O’Brien was inclined to blame himself when So You Think was controversially beaten by Rewilding in the 2011 renewal of the Prince Of Wales’s, and even after winning yesterday, the Irish trainer was again in confessional mood.

“We expected a big run today, we felt like we had him in a place that he was never in before with us, which is incredible. I think we’ve had him a year and a half and it’s taken me that long to learn how to train him,” he said.

“We went back and listened to what everybody was saying about him, listened to what Bart was saying and telling us what to do and what not to do. We listened at the end.

“I was delighted to hear what Bart had to say as he was speaking from the heart and I was probably over-working the horse and galloping the speed out of him instead of letting him be natural. Everyone was of the opinion before we got him that he was all speed but I started off on the wrong leg with him and tried to make him stay a mile and a half.

“We’re just delighted to get him back and all I can say is sorry it took me so long to get him back to where everyone in Australia said he was. If he wasn’t such a great horse I’d have made a right mess of him,” O’Brien added.

Another crack at next month’s Eclipse is next for So You Think, after which a return home and the beginning of a new career at stud is in the offing.

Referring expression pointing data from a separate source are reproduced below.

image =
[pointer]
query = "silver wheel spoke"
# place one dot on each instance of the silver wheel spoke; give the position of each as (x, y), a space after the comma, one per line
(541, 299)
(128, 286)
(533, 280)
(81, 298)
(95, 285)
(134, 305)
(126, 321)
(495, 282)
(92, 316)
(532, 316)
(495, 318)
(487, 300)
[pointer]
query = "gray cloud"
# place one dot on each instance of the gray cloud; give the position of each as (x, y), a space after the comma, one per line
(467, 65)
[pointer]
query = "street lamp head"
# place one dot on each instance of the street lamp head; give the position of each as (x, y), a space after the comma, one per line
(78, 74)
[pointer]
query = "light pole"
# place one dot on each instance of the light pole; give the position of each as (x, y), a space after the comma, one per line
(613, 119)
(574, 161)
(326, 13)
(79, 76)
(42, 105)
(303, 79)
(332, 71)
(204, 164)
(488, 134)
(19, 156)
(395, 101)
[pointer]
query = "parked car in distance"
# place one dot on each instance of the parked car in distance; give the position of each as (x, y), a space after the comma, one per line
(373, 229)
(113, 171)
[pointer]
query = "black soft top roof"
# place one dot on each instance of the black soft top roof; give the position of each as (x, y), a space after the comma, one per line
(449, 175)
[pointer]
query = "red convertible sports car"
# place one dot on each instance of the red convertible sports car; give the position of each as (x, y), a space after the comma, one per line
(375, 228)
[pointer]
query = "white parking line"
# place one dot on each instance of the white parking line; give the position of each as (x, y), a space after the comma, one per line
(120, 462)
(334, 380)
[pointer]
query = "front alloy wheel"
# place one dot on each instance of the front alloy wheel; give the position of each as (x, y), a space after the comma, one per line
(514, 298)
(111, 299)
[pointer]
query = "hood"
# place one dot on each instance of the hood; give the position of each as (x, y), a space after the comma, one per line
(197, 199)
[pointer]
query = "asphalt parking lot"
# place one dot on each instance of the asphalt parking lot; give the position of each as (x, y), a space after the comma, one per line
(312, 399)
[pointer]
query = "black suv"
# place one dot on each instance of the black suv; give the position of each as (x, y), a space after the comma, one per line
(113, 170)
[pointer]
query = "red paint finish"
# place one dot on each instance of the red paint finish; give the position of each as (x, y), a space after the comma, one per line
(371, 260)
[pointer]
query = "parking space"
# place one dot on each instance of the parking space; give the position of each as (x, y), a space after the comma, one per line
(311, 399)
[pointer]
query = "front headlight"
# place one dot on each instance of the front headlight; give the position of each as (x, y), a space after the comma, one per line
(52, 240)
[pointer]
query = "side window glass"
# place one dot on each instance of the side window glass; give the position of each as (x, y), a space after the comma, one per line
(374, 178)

There were less international considerations for O’Brien to take into account after Ishvana scored a 20 to 1 success in the Jersey Stakes.

Owned and bred by the trainer’s wife Anne Marie, Ishvana provided jockey Séamus Heffernan with a first Royal Ascot success.

Duntle scored for David Wachman and Wayne Lordan in the concluding Sandringham Handicap, bringing the Irish tally for Royal Ascot so far to five.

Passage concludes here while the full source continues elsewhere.